The British High court ordered the U.K.’s Mirror Group Newspapers to pay around $180,000 (£140,600) in damages to Prince Harry, found that Harry’s phone was targeted several times between 2003 and 2009, according to the BBC report.

In major legal victory, the court ruled in favour of the Duke of Sussex and held accountable the Mirror Group Newspapers, publisher of Daily Mirror tabloid for hacking his mobile phone multiple times.

It was the long-running battle with the country’s tabloid press.

Justice Timothy, the presiding judge in the case said in a statement that he had awarded Harry the “modest” sum, as the case had shown the Mirror Group “only played a small part in everything that the Duke suffered” and “was not responsible for all the unlawful activity that was directed at the Duke, and that a good deal of the oppressive behaviour of the Press towards the Duke over the years was not unlawful at all.”

Prince Harry has alleged that he was the victim of more than 140 instances of illegal news gathering and the trial tested the evidence regarding 33 of those stories.
The judge said that only 15 out of the 33 articles that were “the product of phone hacking … or the product of other unlawful information gathering”.

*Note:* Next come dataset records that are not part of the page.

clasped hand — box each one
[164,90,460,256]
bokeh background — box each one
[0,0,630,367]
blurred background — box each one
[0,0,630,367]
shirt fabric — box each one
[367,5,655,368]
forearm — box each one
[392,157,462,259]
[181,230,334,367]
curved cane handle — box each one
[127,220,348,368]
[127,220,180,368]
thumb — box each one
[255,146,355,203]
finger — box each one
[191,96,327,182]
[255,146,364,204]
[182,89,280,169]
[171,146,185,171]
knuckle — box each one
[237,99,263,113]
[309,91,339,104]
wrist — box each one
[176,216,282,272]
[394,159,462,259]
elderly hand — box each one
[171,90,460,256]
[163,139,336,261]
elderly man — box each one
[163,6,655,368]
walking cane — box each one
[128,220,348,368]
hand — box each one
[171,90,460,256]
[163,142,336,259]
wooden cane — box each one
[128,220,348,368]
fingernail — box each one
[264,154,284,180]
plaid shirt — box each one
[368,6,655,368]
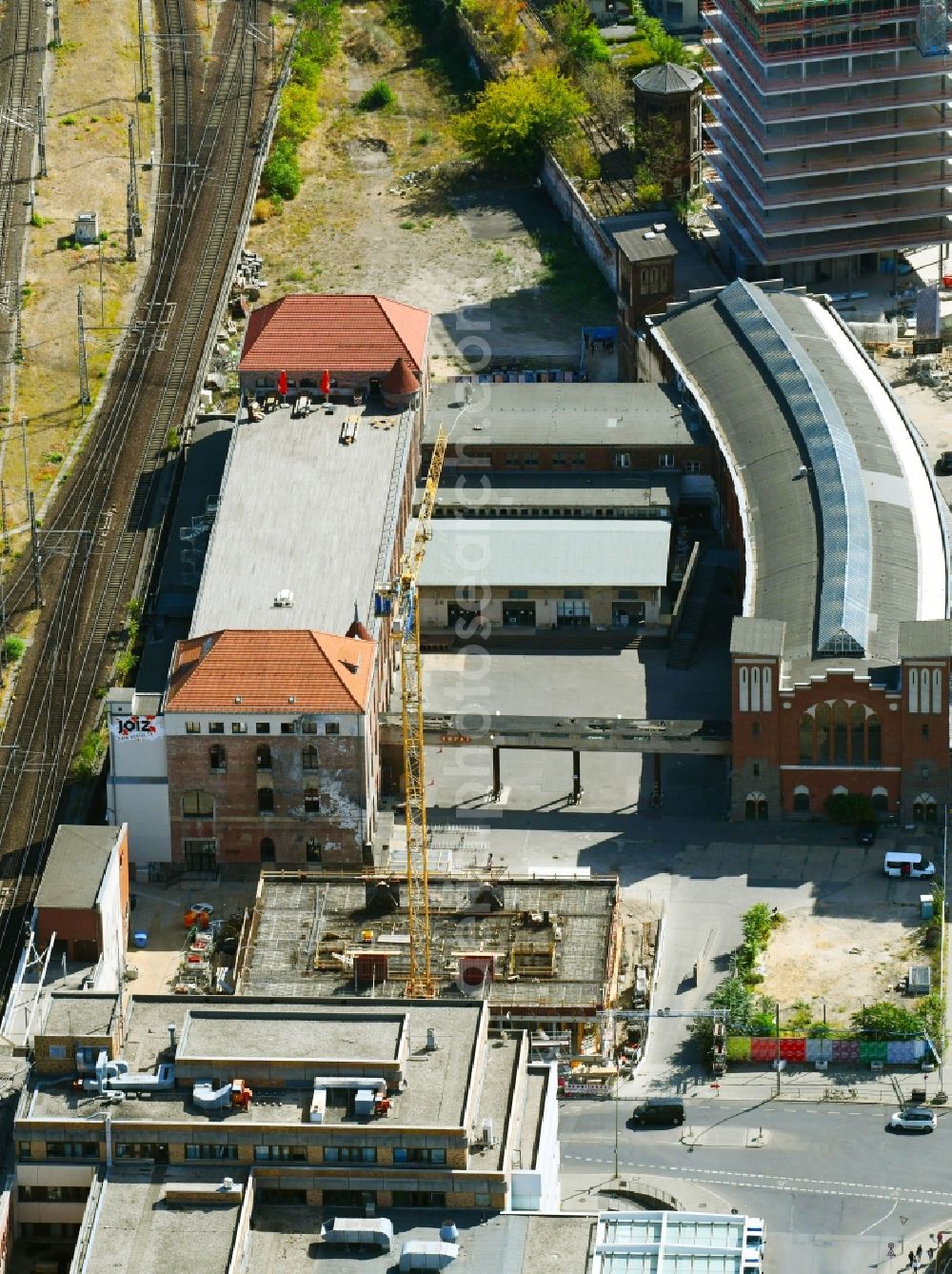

“I consider that his phone was only hacked to a modest extent, and that this was probably carefully controlled by certain people at each newspaper,” said Fancourt.

“There was a tendency for the Duke in his evidence to assume that everything published was the product of voicemail interception because phone hacking was rife within Mirror Group at the time. But phone hacking was not the only journalistic tool at the time, and his claims in relation to the other 18 articles did not stand up to careful analysis,” he added.